O consumo na Região Metropolitana do Rio de Janeiro atingiu, em fevereiro, o maior índice desde o início de 2003. A pesquisa Consumo de Bens Duráveis, coordenada pelo Instituto Fecomércio-RJ, revelou que 46,58% dos 3.149 moradores da região entrevistados em fevereiro fizeram aquisição de produtos duráveis. O percentual não era tão alto desde janeiro de 2003 (46,69%) e supera o de dezembro do ano passado (44,74%), mês que é considerado o melhor para o comércio, e o de janeiro deste ano (45,53%). Em fevereiro do ano passado, o percentual de entrevistados que tinham comprado bens duráveis foi de 39,20%.
O acompanhamento da pesquisa mostra que o consumo vem crescendo desde meados de 2004 e se mantém mais alto na faixa com renda acima de oito salários mínimos - 51,19% dos entrevistados adquiriram bens em fevereiro deste ano, contra 45,82% de fevereiro do ano passado. O percentual de fevereiro ficou um pouco abaixo do de janeiro(52,89%), mas também superou o de dezembro do ano passado (50,68%).
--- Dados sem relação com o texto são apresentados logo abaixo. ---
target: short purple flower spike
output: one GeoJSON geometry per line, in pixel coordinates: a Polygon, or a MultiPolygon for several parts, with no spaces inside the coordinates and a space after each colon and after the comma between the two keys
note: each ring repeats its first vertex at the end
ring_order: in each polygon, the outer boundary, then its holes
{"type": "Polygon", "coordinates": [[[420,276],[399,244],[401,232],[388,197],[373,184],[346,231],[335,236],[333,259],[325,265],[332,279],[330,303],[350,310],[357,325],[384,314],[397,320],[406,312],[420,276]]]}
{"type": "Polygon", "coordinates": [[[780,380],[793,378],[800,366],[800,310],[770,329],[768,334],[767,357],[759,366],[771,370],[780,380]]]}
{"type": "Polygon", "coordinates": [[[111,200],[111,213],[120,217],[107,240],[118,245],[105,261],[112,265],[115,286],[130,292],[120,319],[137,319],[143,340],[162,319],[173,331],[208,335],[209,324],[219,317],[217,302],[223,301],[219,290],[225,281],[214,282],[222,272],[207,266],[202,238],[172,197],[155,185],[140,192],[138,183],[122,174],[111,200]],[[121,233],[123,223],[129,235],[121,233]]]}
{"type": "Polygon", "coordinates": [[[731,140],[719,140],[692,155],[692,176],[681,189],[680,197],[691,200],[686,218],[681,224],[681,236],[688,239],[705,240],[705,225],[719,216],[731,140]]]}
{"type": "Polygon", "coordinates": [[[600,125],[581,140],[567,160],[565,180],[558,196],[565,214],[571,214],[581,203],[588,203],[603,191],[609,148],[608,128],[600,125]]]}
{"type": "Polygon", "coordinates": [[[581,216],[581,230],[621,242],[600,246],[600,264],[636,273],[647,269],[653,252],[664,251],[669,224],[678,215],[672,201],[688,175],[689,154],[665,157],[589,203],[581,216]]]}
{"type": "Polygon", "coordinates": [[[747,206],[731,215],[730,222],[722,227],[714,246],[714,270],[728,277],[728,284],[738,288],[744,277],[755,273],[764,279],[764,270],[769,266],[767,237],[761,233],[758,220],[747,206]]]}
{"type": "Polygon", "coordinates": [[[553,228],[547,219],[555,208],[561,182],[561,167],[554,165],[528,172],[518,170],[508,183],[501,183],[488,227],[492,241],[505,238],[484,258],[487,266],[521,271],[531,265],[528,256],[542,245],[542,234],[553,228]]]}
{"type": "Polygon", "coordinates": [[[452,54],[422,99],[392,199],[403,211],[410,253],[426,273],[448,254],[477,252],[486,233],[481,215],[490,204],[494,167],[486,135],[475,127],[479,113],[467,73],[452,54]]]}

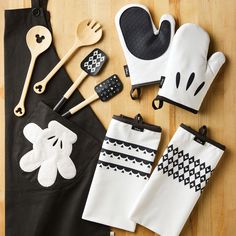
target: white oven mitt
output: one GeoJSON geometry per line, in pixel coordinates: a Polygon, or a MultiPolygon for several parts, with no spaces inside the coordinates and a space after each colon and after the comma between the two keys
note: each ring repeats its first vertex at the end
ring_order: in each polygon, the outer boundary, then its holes
{"type": "Polygon", "coordinates": [[[128,64],[132,85],[130,95],[137,99],[141,87],[158,83],[164,74],[175,20],[171,15],[163,15],[157,29],[145,6],[128,4],[118,11],[115,23],[128,64]]]}
{"type": "Polygon", "coordinates": [[[82,218],[134,231],[128,218],[146,184],[161,138],[161,128],[113,116],[102,145],[82,218]]]}
{"type": "Polygon", "coordinates": [[[24,136],[33,144],[33,149],[20,159],[20,167],[25,172],[39,168],[38,181],[44,187],[54,184],[57,170],[65,179],[76,175],[76,168],[70,158],[72,144],[77,135],[57,121],[50,121],[48,128],[41,129],[29,123],[23,130],[24,136]]]}
{"type": "Polygon", "coordinates": [[[207,60],[210,39],[206,31],[195,24],[184,24],[172,41],[164,82],[153,108],[163,102],[172,103],[193,113],[200,109],[202,101],[225,62],[222,52],[216,52],[207,60]],[[156,106],[156,103],[159,104],[156,106]]]}
{"type": "Polygon", "coordinates": [[[131,211],[131,220],[161,236],[180,234],[225,147],[181,125],[131,211]]]}

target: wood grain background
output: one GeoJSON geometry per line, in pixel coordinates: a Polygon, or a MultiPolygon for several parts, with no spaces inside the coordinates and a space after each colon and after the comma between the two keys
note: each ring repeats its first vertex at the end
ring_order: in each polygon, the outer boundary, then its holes
{"type": "MultiPolygon", "coordinates": [[[[0,235],[4,235],[4,71],[3,71],[3,32],[4,9],[30,7],[29,0],[0,0],[0,235]]],[[[105,127],[113,114],[134,116],[140,112],[147,122],[163,128],[161,145],[156,161],[180,123],[198,129],[206,124],[210,137],[226,145],[221,163],[217,167],[208,188],[194,208],[181,235],[195,236],[234,236],[236,235],[236,1],[235,0],[49,0],[48,9],[54,32],[54,43],[59,56],[71,47],[78,22],[85,18],[95,18],[103,25],[104,38],[97,44],[109,55],[106,70],[96,78],[89,78],[81,88],[88,96],[96,83],[117,73],[125,84],[125,89],[109,103],[95,102],[92,108],[105,127]],[[143,3],[150,9],[153,20],[158,25],[164,13],[174,15],[177,25],[192,22],[200,24],[211,37],[210,52],[221,50],[227,57],[217,79],[205,98],[201,112],[193,115],[187,111],[165,105],[160,111],[153,111],[151,101],[157,92],[153,86],[145,89],[140,101],[129,97],[130,83],[124,77],[125,59],[117,38],[114,16],[125,4],[143,3]]],[[[66,69],[72,79],[78,75],[81,59],[91,50],[84,48],[77,53],[66,69]]],[[[176,219],[178,220],[178,219],[176,219]]],[[[116,236],[154,236],[141,226],[136,233],[114,229],[116,236]]],[[[19,235],[24,236],[24,235],[19,235]]],[[[69,236],[69,235],[65,235],[69,236]]],[[[88,235],[89,236],[89,235],[88,235]]]]}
Apesar do nível menor, o aumento do consumo se mostra mais intenso na faixa com renda de até oito salários mínimos - 43,28% compraram bens em fevereiro, contra 34,46% em igual período do ano passado e 40,26% de janeiro deste ano. O percentual de fevereiro deste ano também superou o de dezembro (40,48%).
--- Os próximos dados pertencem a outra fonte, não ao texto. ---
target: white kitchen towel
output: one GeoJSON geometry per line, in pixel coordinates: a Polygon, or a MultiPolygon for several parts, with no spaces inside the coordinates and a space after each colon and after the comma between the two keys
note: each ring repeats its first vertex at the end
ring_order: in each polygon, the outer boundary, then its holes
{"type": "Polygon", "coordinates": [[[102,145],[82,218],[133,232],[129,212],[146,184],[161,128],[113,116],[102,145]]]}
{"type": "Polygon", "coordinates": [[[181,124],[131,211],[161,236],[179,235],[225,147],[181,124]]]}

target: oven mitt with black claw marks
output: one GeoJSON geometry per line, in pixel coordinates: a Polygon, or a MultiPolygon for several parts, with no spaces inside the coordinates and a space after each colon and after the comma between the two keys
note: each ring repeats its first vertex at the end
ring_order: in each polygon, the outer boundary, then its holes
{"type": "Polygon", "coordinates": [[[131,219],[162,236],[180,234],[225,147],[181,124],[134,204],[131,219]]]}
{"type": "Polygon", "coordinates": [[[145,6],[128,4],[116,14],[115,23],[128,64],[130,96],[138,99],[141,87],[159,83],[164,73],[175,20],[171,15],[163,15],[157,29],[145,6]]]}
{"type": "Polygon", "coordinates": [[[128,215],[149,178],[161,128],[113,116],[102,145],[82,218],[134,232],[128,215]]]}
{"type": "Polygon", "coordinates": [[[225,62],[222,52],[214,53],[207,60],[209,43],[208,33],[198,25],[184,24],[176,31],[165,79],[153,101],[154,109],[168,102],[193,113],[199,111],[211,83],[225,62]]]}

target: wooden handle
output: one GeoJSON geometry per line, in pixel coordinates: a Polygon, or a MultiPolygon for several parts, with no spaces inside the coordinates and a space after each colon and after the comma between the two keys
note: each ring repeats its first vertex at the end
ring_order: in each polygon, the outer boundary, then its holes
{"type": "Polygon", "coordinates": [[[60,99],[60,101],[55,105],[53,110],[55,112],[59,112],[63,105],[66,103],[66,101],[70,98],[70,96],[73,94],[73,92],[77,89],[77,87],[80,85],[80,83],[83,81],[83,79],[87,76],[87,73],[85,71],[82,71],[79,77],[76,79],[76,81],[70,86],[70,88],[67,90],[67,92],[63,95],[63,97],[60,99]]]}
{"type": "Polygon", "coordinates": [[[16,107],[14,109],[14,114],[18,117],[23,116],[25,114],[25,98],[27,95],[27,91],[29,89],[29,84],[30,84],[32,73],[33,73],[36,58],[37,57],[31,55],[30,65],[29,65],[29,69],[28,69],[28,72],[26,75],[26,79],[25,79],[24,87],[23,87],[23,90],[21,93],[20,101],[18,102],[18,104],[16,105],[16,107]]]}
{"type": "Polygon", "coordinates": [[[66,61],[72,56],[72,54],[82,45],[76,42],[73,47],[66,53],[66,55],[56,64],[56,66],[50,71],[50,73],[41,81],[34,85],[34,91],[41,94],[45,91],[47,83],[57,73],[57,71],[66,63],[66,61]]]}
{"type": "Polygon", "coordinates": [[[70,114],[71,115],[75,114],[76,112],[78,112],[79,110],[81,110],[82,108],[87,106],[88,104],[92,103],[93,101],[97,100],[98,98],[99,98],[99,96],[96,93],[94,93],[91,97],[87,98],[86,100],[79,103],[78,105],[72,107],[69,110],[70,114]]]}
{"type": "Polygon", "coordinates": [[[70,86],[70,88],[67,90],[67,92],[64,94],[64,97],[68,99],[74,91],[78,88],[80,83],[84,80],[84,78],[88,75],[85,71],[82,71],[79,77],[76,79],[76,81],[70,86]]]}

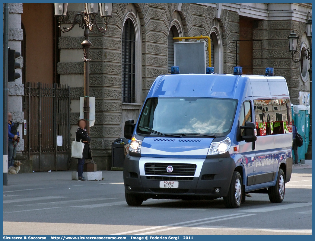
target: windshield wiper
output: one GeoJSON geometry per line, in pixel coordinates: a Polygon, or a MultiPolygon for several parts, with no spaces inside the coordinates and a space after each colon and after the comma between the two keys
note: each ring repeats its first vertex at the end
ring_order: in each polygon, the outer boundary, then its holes
{"type": "Polygon", "coordinates": [[[177,135],[182,136],[207,136],[209,137],[213,137],[214,138],[217,138],[214,135],[207,135],[205,134],[201,134],[200,133],[172,133],[172,134],[169,134],[169,135],[177,135]]]}
{"type": "Polygon", "coordinates": [[[157,134],[158,135],[159,135],[160,136],[163,136],[164,135],[164,134],[161,132],[159,132],[157,131],[155,131],[154,130],[152,130],[152,129],[151,128],[149,128],[148,127],[142,126],[138,126],[138,127],[140,128],[143,128],[143,129],[146,129],[146,130],[147,130],[148,131],[151,132],[152,133],[157,134]]]}
{"type": "Polygon", "coordinates": [[[175,134],[164,134],[161,132],[159,132],[157,131],[155,131],[154,130],[152,130],[151,128],[149,128],[148,127],[146,127],[145,126],[138,126],[138,127],[140,128],[143,128],[143,129],[146,129],[146,130],[147,130],[148,131],[151,132],[152,133],[154,133],[154,134],[156,134],[160,136],[174,136],[176,137],[182,137],[180,135],[175,134]]]}

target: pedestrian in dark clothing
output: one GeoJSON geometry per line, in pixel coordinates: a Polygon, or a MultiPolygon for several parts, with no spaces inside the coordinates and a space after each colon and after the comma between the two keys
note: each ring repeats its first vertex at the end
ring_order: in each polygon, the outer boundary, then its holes
{"type": "Polygon", "coordinates": [[[292,143],[292,148],[293,149],[293,151],[294,152],[294,164],[297,164],[298,161],[299,161],[299,154],[297,152],[297,146],[296,145],[296,143],[295,141],[295,136],[297,130],[296,129],[296,126],[294,125],[294,120],[292,120],[292,138],[293,138],[293,142],[292,143]]]}
{"type": "Polygon", "coordinates": [[[8,168],[13,166],[15,161],[15,156],[16,155],[16,147],[14,146],[14,143],[20,138],[20,133],[17,132],[16,135],[13,134],[11,129],[14,124],[12,121],[12,113],[9,112],[8,113],[8,168]]]}
{"type": "Polygon", "coordinates": [[[84,144],[82,154],[82,159],[78,159],[78,176],[79,181],[87,181],[86,178],[82,176],[83,173],[83,165],[85,159],[92,159],[91,149],[89,144],[91,142],[91,138],[88,135],[86,132],[86,121],[83,119],[78,121],[77,125],[79,127],[76,132],[76,141],[83,142],[84,144]]]}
Na faixa com renda acima de oito mínimos, a intenção de consumir dentro dos próximos seis meses foi citada,em fevereiro deste ano, por 32,72% dos entrevistados, menos do que os 35,39% de fevereiro de 2004. Na faixa com renda menor, de até oito mínimos, o interesse em consumir foi mais expressivo em fevereiro deste ano: 33,20%. Nesse caso, o percentual superou o de fevereiro de 2004 (32,26%).
Em fevereiro deste ano, os eletrônicos foram novamente os produtos mais consumidos, sendo citados por 48,19% dos entrevistados que adquiriram bens duráveis. Em seguida, apareceram os eletrodomésticos, com 22,80% e os móveis,com 15,47%. Na faixa com renda de até oito mínimos, a ordem de preferência é a mesma: eletrônicos (48,47%, percentual acima da média), eletrodomésticos(22,11%) e móveis (19,75%, também acima da média). Já na faixa com renda acima de oito mínimos, os eletrônicos também são os mais comprados (47,79%), seguidos por eletrodomésticos (23,77%), mas em terceiro lugar aparecem os veículos(13,46%).